Example MaterialApp using TextFieldSearch Widget
const label = "Some Label";
const dummyList = ['Item 1', 'Item 2', 'Item 3', 'Item 4', 'Item 5'];
TextEditingController myController = TextEditingController();
MaterialApp(
home: Scaffold(
body: TextFieldSearch(initialList: dummyList, label: label, controller: myController)
),
)
To get the value of the selected option, use addListener on the controller to listen for changes:
@override
void dispose() {
// Clean up the controller when the widget is removed from the
// widget tree.
myController.dispose();
super.dispose();
}
@override
void initState() {
super.initState();
// Start listening to changes.
myController.addListener(_printLatestValue);
}
_printLatestValue() {
print("Textfield value: ${myController.text}");
}
Selecting a List item from a Future List:
TextEditingController myController = TextEditingController();
// create a Future that returns List
Future<List> fetchData() async {
await Future.delayed(Duration(milliseconds: 5000));
List _list = new List();
String _inputText = myController.text;
// create a list from the text input of three items
// to mock a list of items from an http call
_list.add(_inputText + ' Item 1');
_list.add(_inputText + ' Item 2');
_list.add(_inputText + ' Item 3');
return _list;
}
@override
void dispose() {
// Clean up the controller when the widget is removed from the
// widget tree.
myController.dispose();
super.dispose();
}
// used within a MaterialApp (code shortened)
MaterialApp(
home: Scaffold(
body: TextFieldSearch(
label: 'My Label',
controller: myController
future: () {
return fetchData();
}
)
),
)
Selecting an object from a Future List:
TextEditingController myController = TextEditingController();
// create a Future that returns List
// IMPORTANT: The list that gets returned from fetchData must have objects that have a label property.
// The label property is what is used to populate the TextField while getSelectedValue returns the actual object selected
Future<List> fetchData() async {
await Future.delayed(Duration(milliseconds: 3000));
List _list = new List();
String _inputText = myController.text;
List _jsonList = [
{
'label': _inputText + ' Item 1',
'value': 30
},
{
'label': _inputText + ' Item 2',
'value': 31
},
{
'label': _inputText + ' Item 3',
'value': 32
},
];
// create a list of 3 objects from a fake json response
_list.add(new TestItem.fromJson(_jsonList[0]));
_list.add(new TestItem.fromJson(_jsonList[1]));
_list.add(new TestItem.fromJson(_jsonList[2]));
return _list;
}
@override
void dispose() {
// Clean up the controller when the widget is removed from the
// widget tree.
myController.dispose();
super.dispose();
}
// used within a MaterialApp (code shortened)
MaterialApp(
home: Scaffold(
body: TextFieldSearch(
label: 'My Label',
controller: myController
future: () {
return fetchData();
},
getSelectedValue: (value) {
print(value); // this prints the selected option which could be an object
}
)
),
)
// Mock Test Item Class
class TestItem {
String label;
dynamic value;
TestItem({
this.label,
this.value
});
factory TestItem.fromJson(Map<String, dynamic> json) {
return TestItem(
label: json['label'],
value: json['value']
);
}
}
Please email any issues, bugs, or additional features you would like to see built to [email protected].

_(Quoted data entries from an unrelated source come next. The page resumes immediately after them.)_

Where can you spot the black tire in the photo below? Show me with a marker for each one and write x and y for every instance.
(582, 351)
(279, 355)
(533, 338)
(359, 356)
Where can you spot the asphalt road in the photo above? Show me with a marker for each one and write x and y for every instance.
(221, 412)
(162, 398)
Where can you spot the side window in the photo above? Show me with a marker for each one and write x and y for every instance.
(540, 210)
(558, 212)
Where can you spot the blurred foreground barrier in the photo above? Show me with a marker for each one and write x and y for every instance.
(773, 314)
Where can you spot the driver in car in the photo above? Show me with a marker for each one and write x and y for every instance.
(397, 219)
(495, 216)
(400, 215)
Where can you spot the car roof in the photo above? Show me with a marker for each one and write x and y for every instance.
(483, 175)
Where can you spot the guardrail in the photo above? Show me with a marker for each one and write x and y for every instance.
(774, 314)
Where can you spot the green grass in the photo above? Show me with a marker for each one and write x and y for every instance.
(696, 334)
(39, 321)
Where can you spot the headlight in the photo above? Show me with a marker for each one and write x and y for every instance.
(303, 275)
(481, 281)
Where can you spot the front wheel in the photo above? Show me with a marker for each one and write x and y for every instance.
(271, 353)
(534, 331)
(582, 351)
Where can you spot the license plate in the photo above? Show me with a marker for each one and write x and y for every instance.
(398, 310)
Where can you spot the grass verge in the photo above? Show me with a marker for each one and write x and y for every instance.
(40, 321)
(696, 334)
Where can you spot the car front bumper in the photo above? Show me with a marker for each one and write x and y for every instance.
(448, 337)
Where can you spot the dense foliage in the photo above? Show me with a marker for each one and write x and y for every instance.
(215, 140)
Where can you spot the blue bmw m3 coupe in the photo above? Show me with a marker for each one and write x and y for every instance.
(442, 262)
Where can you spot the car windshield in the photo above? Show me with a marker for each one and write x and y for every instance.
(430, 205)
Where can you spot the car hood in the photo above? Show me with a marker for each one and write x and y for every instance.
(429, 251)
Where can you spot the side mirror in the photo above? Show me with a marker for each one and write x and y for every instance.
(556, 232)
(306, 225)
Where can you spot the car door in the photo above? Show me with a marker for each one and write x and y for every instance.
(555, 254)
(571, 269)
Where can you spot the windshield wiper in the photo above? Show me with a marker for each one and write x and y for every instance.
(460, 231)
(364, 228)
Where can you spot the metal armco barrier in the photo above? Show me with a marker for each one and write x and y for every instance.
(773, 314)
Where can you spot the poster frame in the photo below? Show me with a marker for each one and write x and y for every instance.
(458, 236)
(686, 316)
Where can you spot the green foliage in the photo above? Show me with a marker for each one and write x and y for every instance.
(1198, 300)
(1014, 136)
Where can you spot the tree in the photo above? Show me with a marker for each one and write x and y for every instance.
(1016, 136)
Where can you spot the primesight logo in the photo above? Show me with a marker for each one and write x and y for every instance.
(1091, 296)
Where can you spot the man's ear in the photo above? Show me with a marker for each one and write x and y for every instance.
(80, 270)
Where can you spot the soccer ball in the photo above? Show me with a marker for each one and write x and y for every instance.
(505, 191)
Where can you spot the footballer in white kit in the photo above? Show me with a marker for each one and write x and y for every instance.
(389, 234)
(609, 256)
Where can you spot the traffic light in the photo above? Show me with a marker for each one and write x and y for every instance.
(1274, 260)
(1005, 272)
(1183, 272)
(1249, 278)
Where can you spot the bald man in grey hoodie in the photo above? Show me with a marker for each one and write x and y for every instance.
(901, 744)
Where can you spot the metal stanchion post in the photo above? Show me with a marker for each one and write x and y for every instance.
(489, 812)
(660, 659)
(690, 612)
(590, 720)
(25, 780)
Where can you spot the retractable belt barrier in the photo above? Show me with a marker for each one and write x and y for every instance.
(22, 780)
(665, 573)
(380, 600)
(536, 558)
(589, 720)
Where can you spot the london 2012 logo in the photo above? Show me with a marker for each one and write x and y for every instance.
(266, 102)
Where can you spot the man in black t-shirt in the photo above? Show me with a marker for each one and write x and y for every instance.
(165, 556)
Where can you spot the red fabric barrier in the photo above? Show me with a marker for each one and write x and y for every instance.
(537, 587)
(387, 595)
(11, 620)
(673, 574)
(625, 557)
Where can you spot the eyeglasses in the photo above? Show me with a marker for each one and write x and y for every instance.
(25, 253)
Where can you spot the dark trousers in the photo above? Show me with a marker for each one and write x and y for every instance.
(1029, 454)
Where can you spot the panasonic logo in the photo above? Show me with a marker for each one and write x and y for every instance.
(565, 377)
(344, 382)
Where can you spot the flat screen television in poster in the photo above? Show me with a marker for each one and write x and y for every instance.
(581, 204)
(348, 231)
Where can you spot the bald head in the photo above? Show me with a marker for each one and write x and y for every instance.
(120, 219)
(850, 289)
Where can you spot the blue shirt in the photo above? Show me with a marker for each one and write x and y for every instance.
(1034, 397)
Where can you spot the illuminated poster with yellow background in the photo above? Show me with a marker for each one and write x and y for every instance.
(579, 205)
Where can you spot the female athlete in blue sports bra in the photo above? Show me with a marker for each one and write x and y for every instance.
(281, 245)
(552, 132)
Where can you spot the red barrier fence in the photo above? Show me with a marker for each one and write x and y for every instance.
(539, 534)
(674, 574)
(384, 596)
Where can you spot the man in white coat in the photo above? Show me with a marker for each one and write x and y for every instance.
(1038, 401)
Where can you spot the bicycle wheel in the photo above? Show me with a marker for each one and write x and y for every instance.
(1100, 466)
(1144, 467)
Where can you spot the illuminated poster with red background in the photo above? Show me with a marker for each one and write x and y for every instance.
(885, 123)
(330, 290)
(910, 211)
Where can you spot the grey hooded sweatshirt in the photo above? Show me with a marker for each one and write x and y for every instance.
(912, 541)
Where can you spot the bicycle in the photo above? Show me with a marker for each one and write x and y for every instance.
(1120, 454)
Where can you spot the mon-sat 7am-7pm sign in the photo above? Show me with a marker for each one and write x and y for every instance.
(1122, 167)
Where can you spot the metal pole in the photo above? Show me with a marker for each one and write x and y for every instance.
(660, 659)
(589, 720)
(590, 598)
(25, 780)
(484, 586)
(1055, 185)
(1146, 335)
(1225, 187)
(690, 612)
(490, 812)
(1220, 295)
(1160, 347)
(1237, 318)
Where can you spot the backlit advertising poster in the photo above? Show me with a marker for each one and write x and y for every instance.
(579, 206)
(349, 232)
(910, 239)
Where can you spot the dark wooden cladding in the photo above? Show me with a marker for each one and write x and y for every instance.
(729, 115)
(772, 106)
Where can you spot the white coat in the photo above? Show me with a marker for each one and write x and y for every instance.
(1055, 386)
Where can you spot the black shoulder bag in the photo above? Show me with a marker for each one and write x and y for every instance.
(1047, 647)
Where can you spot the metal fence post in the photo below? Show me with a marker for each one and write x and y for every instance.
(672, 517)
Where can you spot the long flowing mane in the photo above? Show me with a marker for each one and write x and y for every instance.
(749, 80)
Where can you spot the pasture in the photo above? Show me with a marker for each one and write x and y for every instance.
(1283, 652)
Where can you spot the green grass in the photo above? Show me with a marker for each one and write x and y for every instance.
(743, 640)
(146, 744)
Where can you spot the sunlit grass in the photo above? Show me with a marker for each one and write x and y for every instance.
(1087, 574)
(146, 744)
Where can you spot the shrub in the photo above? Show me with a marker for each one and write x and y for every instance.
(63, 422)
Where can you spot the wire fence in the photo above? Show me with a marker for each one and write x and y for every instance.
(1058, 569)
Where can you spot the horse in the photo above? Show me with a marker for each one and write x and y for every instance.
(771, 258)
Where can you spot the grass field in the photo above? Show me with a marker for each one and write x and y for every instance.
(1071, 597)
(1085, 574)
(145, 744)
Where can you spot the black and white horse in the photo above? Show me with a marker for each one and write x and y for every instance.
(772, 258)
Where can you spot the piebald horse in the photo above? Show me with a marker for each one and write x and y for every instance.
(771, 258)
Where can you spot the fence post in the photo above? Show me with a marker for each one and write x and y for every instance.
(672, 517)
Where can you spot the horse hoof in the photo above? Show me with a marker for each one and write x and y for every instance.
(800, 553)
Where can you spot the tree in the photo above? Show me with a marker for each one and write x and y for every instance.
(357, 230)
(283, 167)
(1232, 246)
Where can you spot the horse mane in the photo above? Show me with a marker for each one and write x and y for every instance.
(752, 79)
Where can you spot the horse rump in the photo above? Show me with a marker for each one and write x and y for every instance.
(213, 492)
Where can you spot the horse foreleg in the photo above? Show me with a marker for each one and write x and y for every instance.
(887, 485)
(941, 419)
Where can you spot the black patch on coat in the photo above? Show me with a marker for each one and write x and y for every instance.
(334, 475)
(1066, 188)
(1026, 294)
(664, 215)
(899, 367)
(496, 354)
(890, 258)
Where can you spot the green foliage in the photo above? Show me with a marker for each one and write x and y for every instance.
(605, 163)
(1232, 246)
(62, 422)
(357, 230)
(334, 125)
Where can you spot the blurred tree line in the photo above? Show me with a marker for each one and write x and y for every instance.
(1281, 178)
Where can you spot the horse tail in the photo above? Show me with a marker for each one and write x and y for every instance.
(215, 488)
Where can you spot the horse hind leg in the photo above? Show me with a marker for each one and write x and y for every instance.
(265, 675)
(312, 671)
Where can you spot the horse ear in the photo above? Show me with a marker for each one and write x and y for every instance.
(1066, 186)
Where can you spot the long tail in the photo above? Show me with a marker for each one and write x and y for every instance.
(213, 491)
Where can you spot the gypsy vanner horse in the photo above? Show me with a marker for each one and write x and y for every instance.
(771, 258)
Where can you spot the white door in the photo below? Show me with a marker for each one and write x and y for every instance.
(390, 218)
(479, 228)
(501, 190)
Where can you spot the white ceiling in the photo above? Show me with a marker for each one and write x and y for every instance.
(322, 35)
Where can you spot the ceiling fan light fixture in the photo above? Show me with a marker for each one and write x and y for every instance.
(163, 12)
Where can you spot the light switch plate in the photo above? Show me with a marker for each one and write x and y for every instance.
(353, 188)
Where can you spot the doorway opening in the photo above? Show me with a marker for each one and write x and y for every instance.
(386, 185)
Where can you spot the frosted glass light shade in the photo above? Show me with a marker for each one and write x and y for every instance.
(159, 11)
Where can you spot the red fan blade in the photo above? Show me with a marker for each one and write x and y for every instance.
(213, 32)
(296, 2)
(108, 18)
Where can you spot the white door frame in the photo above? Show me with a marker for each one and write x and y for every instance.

If you wish to contribute to this package you may fork the repository and make a pull request to this repository.
Note: Testing by running flutter test --coverage
will generate coverage/lcov.info
. Running bash test-coverage.sh
will parse the lcov.info
file into JSON format. This happens automatically within the CI/CD pipeline on a pull request to master but it is always good to test locally.